Nagasaki mayor warns of nuclear war after 80 years of Nagasaki

Shyima khalil

Tokyo correspondent

Reuters attendees prayed for the victims on the day of a ceremony, reminiscent of the 80th anniversary of Bombing of Nagasaki, Japan on 9 August 2025.Roots

People present at Saturday celebrations

The Mayor of Nagasaki has appealed to end the fiery wars in the world on the 80th anniversary of the US Atom bomb attack which destroyed the Japanese city.

Shiro Suzuki said in a peaceful declaration at a serious ceremony to mark the event, “The struggle around the world is fast in a vicious cycle of conflict and fragmentation.”

“If we continue on this trajectory, we will throw ourselves into an atomic war.”

Attacks on 9 August 1945, which analysts say that there was a hurry at the end of the World War 2, the estimated 74,000 people were killed.

Over the years that many survivors were suffering from leukemia or other serious side effects of radiation.

Saturday’s celebrations came a few days after the first atomic bombing, which targeted the Japanese city of Hiroshima 80 years ago on 6 August, killing 140,000 people.

Nagasaki bomb, big and more powerful, erased the entire communities in seconds.

The reconstruction began with a moment of the memorial silence in the city.

Nagasaki’s twin Cathedral bells also united for the first time after the attack in the message of peace to the world.

As part of Saturday’s function, water was offered in a moving and symbolic gesture – 80 years ago the victim whose skin was burning after burning, after begging for water.

Today, participants from different generations, including a representative of the remaining people, offered water to perform the honor of those who were killed in the nuclear fire.

Suzuki said in the announcement, “On 9 August 1945, an atomic bomb was dropped on the city.”

“Now, 80 years after the day, which could probably imagine that our world would be formed in this way? Struggle with controversies in which ‘the force has joined the force’.”

The bomb survivor Hiroshi Nishioca, 93, which was just 3 km (1.8 mi) from the place where the explosion occurred, told the ceremony of terror that he saw.

“Even lucky people (who were not seriously injured) slowly began to bleed from their gums and lost their hair, and one after another died,” he said, as quoted by the AFP news agency.

“Despite the end of the war, the atomic bomb brought invisible terror.”

Through the STR/JIJI Press/AFP, the Getty Image Bomb Survivor, Hiroshi Nishioca, who is very elderly and in the wheelchair, is pushed by another man, while the floral floral wreath is in the background.Str/JIJI Press/AFP through Getty Image

Hiroshi Nishioca was a teenager when the atomic bomb landed on Nagasaki

50 -year -old Nagasaki resident Atsuko Higachi told AFP that it “please him” that the victims of the city were being remembered.

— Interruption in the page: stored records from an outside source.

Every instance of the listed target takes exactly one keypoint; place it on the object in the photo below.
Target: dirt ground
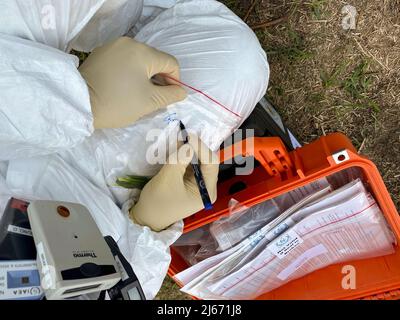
(327, 79)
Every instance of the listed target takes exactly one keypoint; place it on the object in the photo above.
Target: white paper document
(323, 229)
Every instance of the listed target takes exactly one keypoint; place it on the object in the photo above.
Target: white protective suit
(48, 149)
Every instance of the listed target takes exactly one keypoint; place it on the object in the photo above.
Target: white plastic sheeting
(49, 178)
(44, 101)
(218, 55)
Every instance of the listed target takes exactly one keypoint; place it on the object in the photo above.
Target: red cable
(202, 93)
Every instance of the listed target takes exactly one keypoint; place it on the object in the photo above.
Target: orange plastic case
(280, 172)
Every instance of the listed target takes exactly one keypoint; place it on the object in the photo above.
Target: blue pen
(197, 173)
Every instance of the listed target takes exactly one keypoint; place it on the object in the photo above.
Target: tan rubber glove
(173, 193)
(119, 75)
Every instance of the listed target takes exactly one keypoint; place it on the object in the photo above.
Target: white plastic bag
(56, 23)
(51, 178)
(44, 101)
(111, 21)
(219, 55)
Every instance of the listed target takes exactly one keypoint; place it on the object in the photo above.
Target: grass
(325, 79)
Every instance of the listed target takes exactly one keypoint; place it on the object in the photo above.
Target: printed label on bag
(19, 230)
(285, 243)
(301, 260)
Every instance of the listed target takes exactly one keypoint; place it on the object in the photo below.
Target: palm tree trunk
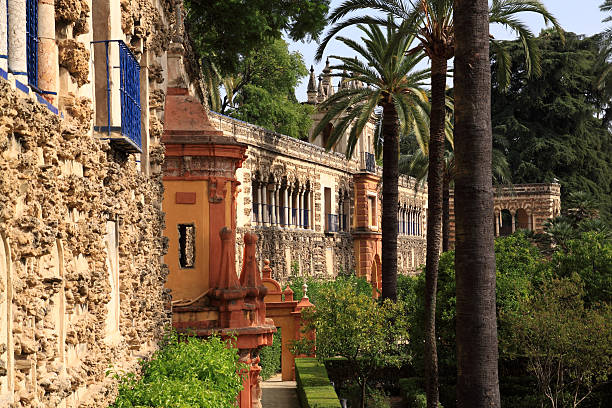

“Instead of thinking that these incidents are of the past, we must remember that these are real events that have happened,” he said.

Currently the most bloodshed in the world is the war between Russia and Ukraine, and between Israel and Gaza-based groups Hamas.

Was there Controversy last year when Nagasaki refused to invite Israel For the annual memory, citing security concerns.

This year the mayor said Israel was invited, as well as Russia and its colleague Belarus It was shaken since Russia’s invasion of Ukraine in 2022.

An international agreement banning nuclear weapons, the treaty on the prohibition of nuclear weapons, came into force in 2021.

More than 70 countries have confirmed the treaty, but nuclear powers have opposed it, arguing their nuclear arsenal acting as a barrier.

Japan has also rejected the ban, saying that its security has increased by American nuclear weapons.